Lifetime of Prints, Emotional Roller Coaster
I reckon I´ve seen more prints than I would normally see in a lifetime and my work has been seen by more people than would see me in a lifetime in Victoria.
It´s a real emotional rollercoaster watching people look at your stuff comment and buy elsewhere, or enthuse and walk off, or pull a long face, then come back and buy. I was a bit the ¨flavour of the week¨nobody had seen stuff like mine, so they stared and gesticulated and brought other peoiple to look and asked me to explain (in my six words of Spanish) and they didn´t get it. I finally realised why: they had no concept of working on on a ¨dirty¨plate.

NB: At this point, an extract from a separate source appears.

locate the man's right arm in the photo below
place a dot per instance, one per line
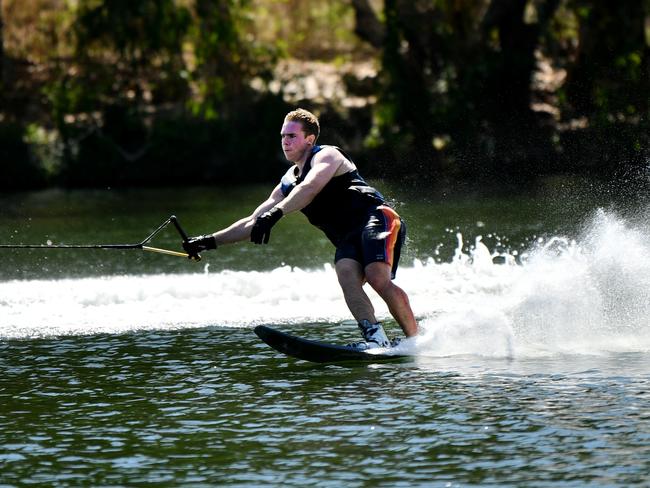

Anyway I talked to lots of printmakers and sold a goodly amount to the Madrileños. Not only that, but a woman who is opening a new gallery in the center of Madrid has taken all the remaining framed pieces and I´m off to have lunch with her. So the transport-all-that-framed-stuff-back-to-Victoria problem is solved.

But then there was the fearsome take-down. Starting at 9:00 p.m. last night, we all queued for the ONE service elevator and the loading bay. Mike strategised nicely and we were first in line for the elevator and about number 20 in the van line so we were out of there, exhausted and so sweaty that we steamed up the van, by about 10.30. The line of vans waiting their turn was down past the metro...they might still be there. All in all, it was quite an experience.